I wanted to catch this show for several reasons –amongst them being the chance to catch some of these wonderful songs written by great writers such as Johnny Mercer, Sammy Cahn and Jimmy Van Heusen, but also to see and hear one of the last of the original performers of “The Great American Songbook”. Sadly, Jack Jones and Tony Bennett are really the last living connections with this great period of songwriting and the last of the original masters of this wonderful laid back style of performance.
What makes this selection of songs that Frank Sinatra used to sing different is. of course, that Jack and Frank were friends (Jack went to High School with Nancy Sinatra) and Jack also knew many of the great original writers of these timeless songs.
The show actually opens with some film of Frank Sinatra at home and this helps set the whole tone for the songs to follow.
To some, this first half might have seemed a bit of an odd selection as Jack has deliberately avoided many of the songs that are immediately associated with Frank Sinatra – songs like “My Way”, “New York New York” and “Quarter to Three”, and instead gone for songs where the lyrics and the story are the reason for choosing the song (just like Frank Sinatra did). Jack Jones wants to sing these songs, share them with us, but definitely not do a Frank Sinatra impersonation on stage (why would he – he is Jack Jones).
Many of the songs tonight come from his new CD “Seriously Frank” and there are some classics here and all done in true style – Songs like “Teach Me Tonight”, “The Best is Yet To Come”, “The Lady is A Tramp”, “Call me Irresponsible”, and “I Won’t Dance” to name but a few. A few other songs from this first set, for me, deserve special mention though, a great version of “Drinking Again” and a clever and imaginative twist for “It Was a Very Good Year”. Jack felt that, as this last song was so closely associated with Frank Sinatra, a different approach to it was needed, and we have photos of Frank from his early to later years being shown on the screen behind. All of these songs were an example though that just singing them is just not enough, and to do these songs properly you have to have the ability to become the character the songs were written about. These songs are stories and you have to be able to tell the story – Jack Jones can tell a story.
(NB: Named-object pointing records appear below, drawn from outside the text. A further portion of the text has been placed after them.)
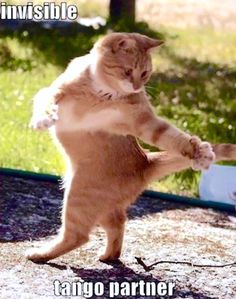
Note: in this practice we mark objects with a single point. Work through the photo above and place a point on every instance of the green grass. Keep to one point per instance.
(193, 86)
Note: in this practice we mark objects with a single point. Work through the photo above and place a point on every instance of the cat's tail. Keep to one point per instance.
(162, 164)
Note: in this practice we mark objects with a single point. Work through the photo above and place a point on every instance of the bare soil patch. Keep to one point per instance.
(156, 231)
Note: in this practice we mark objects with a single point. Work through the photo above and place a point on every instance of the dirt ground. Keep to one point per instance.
(156, 231)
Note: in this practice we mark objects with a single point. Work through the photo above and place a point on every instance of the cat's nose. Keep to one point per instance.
(137, 85)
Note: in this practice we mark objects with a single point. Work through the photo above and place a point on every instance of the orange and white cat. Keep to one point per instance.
(98, 107)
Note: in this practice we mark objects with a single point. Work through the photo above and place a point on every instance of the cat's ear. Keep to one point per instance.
(147, 43)
(125, 44)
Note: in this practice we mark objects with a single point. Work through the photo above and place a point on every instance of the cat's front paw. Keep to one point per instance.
(44, 122)
(203, 156)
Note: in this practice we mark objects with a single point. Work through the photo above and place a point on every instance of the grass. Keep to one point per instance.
(193, 86)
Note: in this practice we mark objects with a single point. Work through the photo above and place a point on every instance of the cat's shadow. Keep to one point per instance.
(119, 272)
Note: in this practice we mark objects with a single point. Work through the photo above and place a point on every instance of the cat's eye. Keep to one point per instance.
(128, 72)
(144, 74)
Of course, these songs also require a singer (like Jack) who can get phrasing and timing perfect.
The second set was pretty much Jack Jones with songs more identified with him such as “The Love Boat” and a very powerful and personal to him “The Impossible Dream”. For “The Impossible Dream” (from The Man From La Mancha) Jack re-created by doing both parts of the duet that he used to perform with his late father Allan Jones, and this song was a tribute to his father.
The real highlight of this show was actually not any of the songs, but Jack Jones himself and obvious warmth that he had for his audience and the warmth they returned to him. Jack comes from the old school of performers (he has been on stage most of his life) and that means not only very high professional standards, but respect for an audience.
It is, I think, fair to say that many people in the audience have been long time fans of Jack and there was just a nice warm and friendly atmosphere to the whole show. People in the front rows had been at every show on this tour, and before the show Jack’s wife (who spent the rest of the show sitting out front with people too) was happily talking to the fans, getting photos taken etc. Jack himself was down off stage talking to people, having a little dance with a few and even while walking round the theatre singing one song,happily stopping to have photos taken with members of the audience.
Jack Jones is 78 now, and at that age as you would expect a few moments of the higher register vocals are getting problematic at times, but the sheer power of the voice is still definitely there, and the song selection was so carefully chosen to fit what ranges he worked best in that it made no difference to be honest. These songs are about timing, phrasing and living the song, and Jack Jones is a master of these qualities.
This was a higher end budget show too as Jack was performing with a 15 piece band including three long time members of his US band – Chris Colangelo (Bass Guitar) Kendall Kay (Drums) and Christian Jacob (Piano and Musical Direction).
For any aspiring singer in this style, this show is a master class in how to do the job. For any singer/ performer out there, it is also a lesson in how to perform to an audience. You simply can not have a career as long as Jack Jones has had without knowing how to keep an audience with you, and the key to that seems to be very simple...Jack Jones loves performing to his audience and they love watching and listening to him perform.
This tour “Jack Sings Frank” is also not just someone singing songs that Frank Sinatra sang, but a tribute to an obviously dearly missed friend.